To test the described techniques, a sample of Wulfenite (lab sample, origin unknown) was examined. The mineral, PbMoO4, has a linear transmission coefficient of 507.3 cm-1. Three earlier studies have been reported, the latest being 1965. Well formed transparent crystals were present on the surface of a large sample as shown. The illustration was obtained using the ophthalmologist photo microscope system. A purposely large crystal was removed from the matrix and affixed to the end of a glass fiber using hot shellac. The space group and cell parameters were determined using reflections located via. a systematic search of a hemisphere of reciprocal space, and agreed with the earlier studies. Data were collected using a standard moving crystal-moving detector continuous scan. The crystal was then carefully characterized using the techniques described above. The final residual dropped from 0.11 to 0.03 when the data were corrected for absorption. The minimum and maximum transmission coefficients were 0.002 and 0.094. The residuals are remarkably low considering the magnitude of the absorption in the sample. Complete crystallographic data are available as MSC95488.

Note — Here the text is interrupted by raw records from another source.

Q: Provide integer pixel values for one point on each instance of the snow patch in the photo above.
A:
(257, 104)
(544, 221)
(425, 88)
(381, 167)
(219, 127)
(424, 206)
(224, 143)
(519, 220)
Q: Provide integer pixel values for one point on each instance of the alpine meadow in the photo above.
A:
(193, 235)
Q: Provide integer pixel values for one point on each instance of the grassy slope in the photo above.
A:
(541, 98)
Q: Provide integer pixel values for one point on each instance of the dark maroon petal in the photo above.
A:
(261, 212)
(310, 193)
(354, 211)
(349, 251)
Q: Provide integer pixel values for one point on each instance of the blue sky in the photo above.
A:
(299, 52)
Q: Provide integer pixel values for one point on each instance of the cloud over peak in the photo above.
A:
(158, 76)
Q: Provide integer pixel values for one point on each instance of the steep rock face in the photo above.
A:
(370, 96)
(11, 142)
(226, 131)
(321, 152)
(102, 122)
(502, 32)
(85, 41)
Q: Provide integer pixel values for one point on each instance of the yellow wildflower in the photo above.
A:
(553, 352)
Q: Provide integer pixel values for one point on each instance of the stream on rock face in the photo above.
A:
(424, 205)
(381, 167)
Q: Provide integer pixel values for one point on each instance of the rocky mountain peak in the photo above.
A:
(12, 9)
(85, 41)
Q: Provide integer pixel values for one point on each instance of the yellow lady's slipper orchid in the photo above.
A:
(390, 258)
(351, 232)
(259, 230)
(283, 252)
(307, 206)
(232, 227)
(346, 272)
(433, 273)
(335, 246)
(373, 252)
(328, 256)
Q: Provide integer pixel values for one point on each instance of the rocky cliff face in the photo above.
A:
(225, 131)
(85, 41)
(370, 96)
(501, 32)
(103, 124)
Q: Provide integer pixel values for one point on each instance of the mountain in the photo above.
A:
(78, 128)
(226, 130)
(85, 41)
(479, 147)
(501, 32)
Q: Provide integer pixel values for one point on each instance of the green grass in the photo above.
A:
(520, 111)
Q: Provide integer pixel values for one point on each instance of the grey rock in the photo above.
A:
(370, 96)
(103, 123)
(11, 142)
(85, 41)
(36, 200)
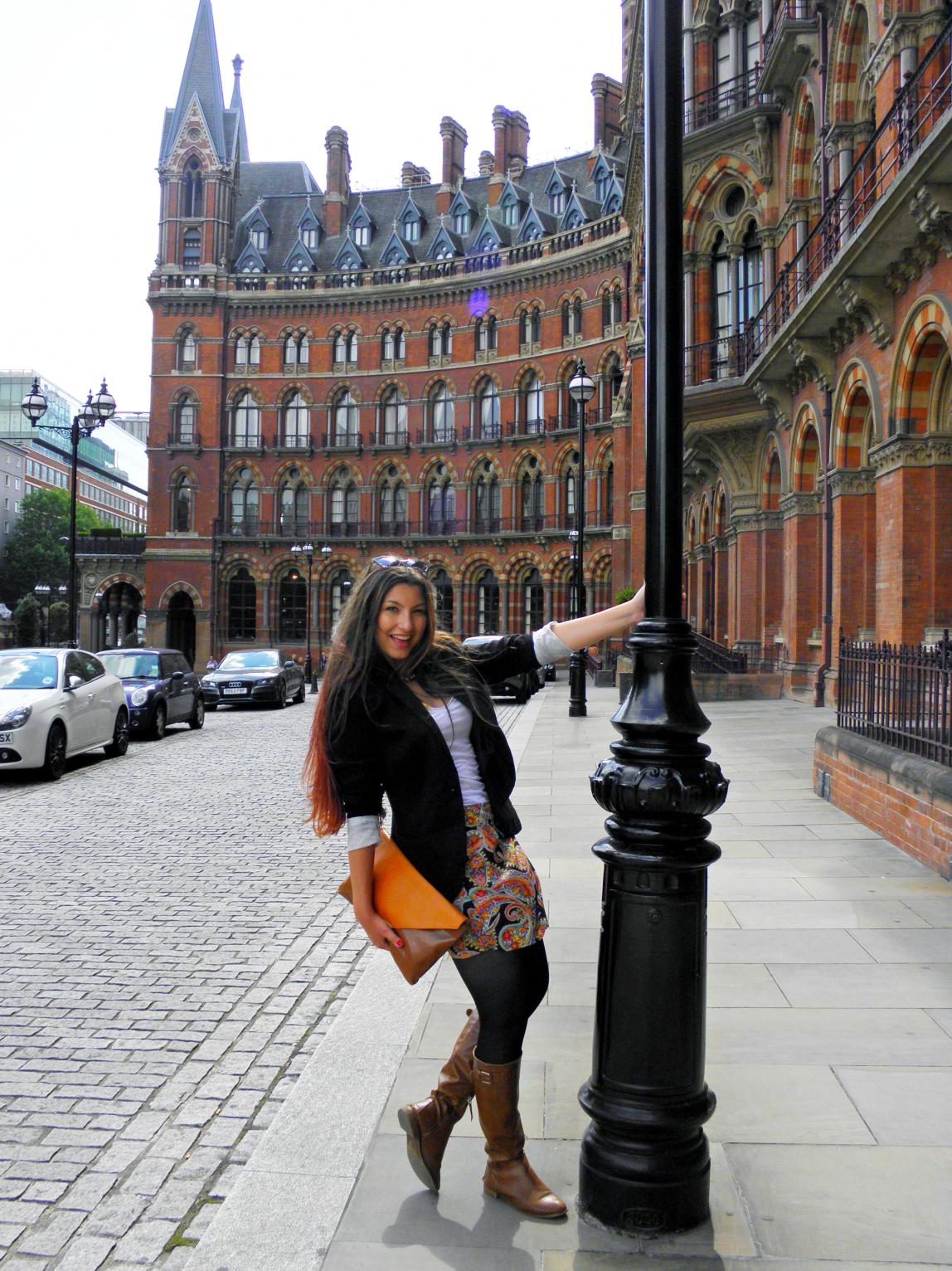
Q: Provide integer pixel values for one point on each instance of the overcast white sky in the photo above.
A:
(81, 100)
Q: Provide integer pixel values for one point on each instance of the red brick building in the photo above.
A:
(381, 373)
(818, 229)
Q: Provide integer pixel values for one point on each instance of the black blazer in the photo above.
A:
(393, 747)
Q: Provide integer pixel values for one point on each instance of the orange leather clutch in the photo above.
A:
(424, 919)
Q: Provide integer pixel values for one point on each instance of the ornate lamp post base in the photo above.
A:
(644, 1162)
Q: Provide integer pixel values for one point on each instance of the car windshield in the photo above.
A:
(131, 666)
(248, 661)
(28, 671)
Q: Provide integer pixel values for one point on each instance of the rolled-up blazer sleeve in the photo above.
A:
(355, 762)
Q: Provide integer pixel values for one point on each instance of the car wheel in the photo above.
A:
(119, 738)
(55, 757)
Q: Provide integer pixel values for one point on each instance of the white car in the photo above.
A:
(56, 703)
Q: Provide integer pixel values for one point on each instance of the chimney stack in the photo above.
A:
(454, 154)
(606, 93)
(337, 191)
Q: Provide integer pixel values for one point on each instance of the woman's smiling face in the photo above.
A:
(402, 621)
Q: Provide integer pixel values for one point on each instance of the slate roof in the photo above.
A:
(284, 190)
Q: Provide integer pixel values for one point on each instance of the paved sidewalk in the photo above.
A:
(829, 1048)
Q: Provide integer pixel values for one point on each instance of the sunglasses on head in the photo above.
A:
(407, 562)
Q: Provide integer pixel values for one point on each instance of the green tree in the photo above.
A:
(27, 621)
(33, 549)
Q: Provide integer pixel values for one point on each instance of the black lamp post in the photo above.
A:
(581, 389)
(95, 413)
(644, 1162)
(307, 551)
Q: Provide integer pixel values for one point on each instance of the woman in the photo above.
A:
(405, 711)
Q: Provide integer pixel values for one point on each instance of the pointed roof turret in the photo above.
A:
(202, 80)
(234, 119)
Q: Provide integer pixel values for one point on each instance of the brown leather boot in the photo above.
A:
(430, 1124)
(508, 1176)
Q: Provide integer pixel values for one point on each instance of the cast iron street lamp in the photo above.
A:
(581, 389)
(95, 413)
(308, 553)
(644, 1162)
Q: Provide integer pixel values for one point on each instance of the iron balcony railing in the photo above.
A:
(430, 527)
(920, 105)
(899, 694)
(722, 100)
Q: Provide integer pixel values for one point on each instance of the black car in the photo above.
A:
(160, 689)
(519, 687)
(255, 675)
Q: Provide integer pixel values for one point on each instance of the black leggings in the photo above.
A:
(506, 989)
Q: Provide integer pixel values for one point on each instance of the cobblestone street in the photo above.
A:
(172, 951)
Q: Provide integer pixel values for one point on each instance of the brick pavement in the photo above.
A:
(172, 950)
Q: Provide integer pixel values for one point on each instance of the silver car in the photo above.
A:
(56, 703)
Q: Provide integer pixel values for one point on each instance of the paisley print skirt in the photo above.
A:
(501, 898)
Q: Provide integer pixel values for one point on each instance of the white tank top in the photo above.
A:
(455, 722)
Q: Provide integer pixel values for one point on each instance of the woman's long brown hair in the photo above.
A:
(353, 652)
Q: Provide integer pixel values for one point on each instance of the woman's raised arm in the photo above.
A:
(591, 628)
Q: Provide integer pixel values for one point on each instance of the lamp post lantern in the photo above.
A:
(307, 551)
(581, 389)
(644, 1162)
(95, 413)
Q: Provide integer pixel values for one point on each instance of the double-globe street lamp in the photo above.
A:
(581, 389)
(93, 415)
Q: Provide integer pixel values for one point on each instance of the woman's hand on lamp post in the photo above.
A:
(581, 632)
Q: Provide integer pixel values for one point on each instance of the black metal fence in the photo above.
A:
(899, 694)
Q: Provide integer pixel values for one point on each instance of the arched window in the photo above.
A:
(441, 502)
(532, 404)
(191, 250)
(391, 504)
(245, 421)
(487, 604)
(182, 504)
(441, 415)
(243, 504)
(294, 504)
(488, 410)
(291, 608)
(241, 605)
(343, 506)
(187, 351)
(570, 487)
(340, 592)
(532, 601)
(192, 188)
(443, 599)
(394, 418)
(532, 497)
(183, 421)
(488, 501)
(346, 420)
(296, 421)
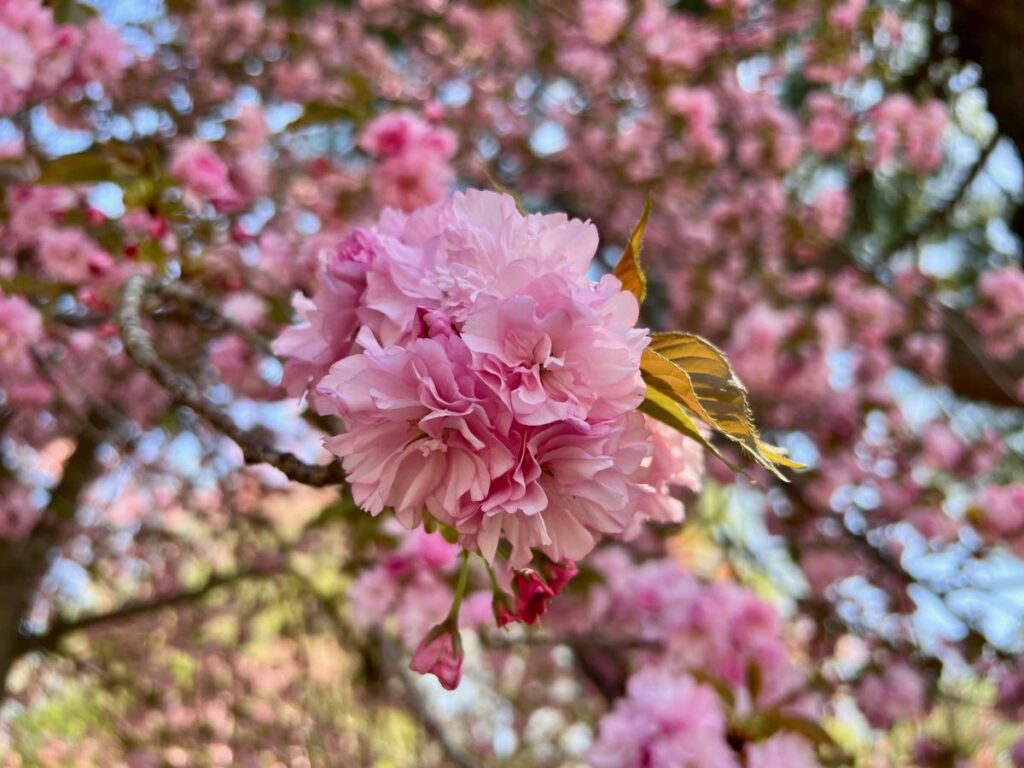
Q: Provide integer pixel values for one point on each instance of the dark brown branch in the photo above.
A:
(23, 564)
(939, 214)
(134, 609)
(140, 348)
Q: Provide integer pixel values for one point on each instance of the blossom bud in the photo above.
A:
(532, 595)
(439, 653)
(559, 574)
(504, 609)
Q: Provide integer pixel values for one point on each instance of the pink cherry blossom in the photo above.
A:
(203, 173)
(665, 721)
(895, 694)
(439, 653)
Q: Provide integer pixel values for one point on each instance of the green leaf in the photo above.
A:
(81, 168)
(316, 113)
(663, 408)
(696, 375)
(629, 270)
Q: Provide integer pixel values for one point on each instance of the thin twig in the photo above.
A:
(139, 346)
(416, 701)
(61, 629)
(912, 235)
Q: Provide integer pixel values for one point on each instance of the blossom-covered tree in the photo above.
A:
(342, 341)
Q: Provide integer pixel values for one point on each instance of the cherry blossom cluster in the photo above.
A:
(484, 381)
(42, 58)
(412, 159)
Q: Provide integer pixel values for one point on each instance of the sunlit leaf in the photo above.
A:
(316, 113)
(693, 373)
(77, 169)
(629, 269)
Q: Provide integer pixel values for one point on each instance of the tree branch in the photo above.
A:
(140, 348)
(61, 629)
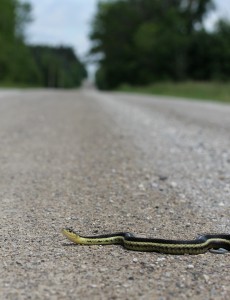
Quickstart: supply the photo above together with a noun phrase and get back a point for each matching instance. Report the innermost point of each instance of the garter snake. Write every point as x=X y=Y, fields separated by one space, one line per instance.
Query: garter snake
x=201 y=244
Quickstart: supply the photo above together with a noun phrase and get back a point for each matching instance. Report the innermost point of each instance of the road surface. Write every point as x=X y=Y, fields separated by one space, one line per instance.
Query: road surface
x=105 y=162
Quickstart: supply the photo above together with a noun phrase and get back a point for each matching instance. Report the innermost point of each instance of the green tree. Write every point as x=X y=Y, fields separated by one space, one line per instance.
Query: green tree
x=58 y=66
x=144 y=40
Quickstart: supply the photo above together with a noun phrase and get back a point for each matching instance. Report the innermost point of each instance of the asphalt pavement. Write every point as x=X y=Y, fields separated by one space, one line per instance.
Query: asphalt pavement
x=108 y=162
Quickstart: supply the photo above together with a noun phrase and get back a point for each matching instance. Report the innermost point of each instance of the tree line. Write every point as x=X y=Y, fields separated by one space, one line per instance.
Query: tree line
x=33 y=65
x=139 y=42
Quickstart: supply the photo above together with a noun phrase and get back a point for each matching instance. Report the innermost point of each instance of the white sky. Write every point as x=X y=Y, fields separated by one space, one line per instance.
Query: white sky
x=67 y=22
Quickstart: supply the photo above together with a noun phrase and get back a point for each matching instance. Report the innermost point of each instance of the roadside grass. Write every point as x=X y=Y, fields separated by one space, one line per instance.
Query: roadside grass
x=214 y=91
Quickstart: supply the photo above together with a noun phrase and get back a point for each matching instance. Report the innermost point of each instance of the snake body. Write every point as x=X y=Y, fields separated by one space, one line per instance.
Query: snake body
x=200 y=245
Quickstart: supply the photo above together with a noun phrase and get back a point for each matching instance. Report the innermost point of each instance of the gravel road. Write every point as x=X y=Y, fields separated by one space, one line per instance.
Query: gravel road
x=105 y=162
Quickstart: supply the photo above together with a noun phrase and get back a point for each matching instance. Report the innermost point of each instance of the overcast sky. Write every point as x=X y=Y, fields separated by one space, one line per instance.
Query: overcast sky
x=67 y=22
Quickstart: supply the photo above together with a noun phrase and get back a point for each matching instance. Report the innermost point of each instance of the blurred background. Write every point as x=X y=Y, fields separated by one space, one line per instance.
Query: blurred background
x=176 y=47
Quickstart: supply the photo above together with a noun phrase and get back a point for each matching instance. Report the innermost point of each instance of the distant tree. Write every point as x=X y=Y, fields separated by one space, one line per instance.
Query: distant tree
x=58 y=66
x=145 y=40
x=14 y=55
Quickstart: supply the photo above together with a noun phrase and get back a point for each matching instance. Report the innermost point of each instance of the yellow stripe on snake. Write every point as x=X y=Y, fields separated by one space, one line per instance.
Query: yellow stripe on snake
x=218 y=243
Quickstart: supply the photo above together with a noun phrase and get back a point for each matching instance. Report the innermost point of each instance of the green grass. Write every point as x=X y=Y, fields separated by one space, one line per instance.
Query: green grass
x=217 y=91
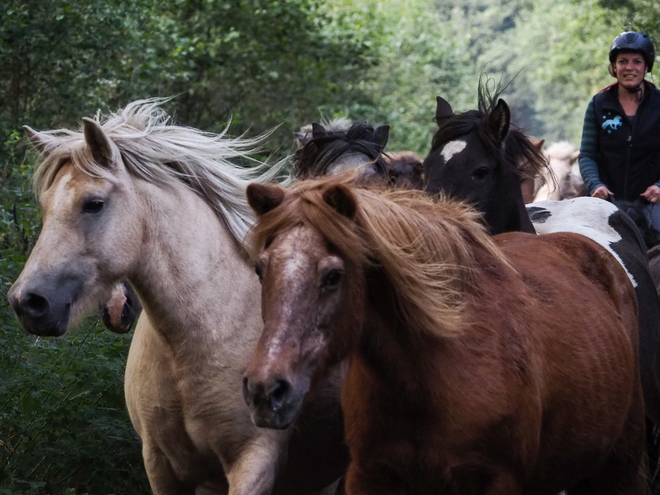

The ability to view a stereo graphic image of the crystal while trying to "construct" an image using imaging software has proven invaluable. Errors and missed faces are obvious. The method is also valuable when the crystal does not have well defined faces, such as a fragment cleaved from a larger sample. The modeling software can be used to try different indices for the faces as well as to adjust the distances of the faces. The ability to have multiple windows open on a workstation proved to be especially beneficial, since a stereo pair of the recorded image could be placed directly above the modeled image. Discrepancies were immediately obvious.

Future Work

The disadvantages of using the ophthalmic station are the relatively low magnification and the time delay required to obtain the photographic prints. The advantage is the high quality of the prints compared to the CCD images possible with the Sony system in use. The IUMSC has received an internal grant to purchase a high resolution CCD camera to replace the Sony CCD-IRIS on the goniostat. Modifications will be made to allow the new CCD camera to be used with the Nikon ophthalmic system.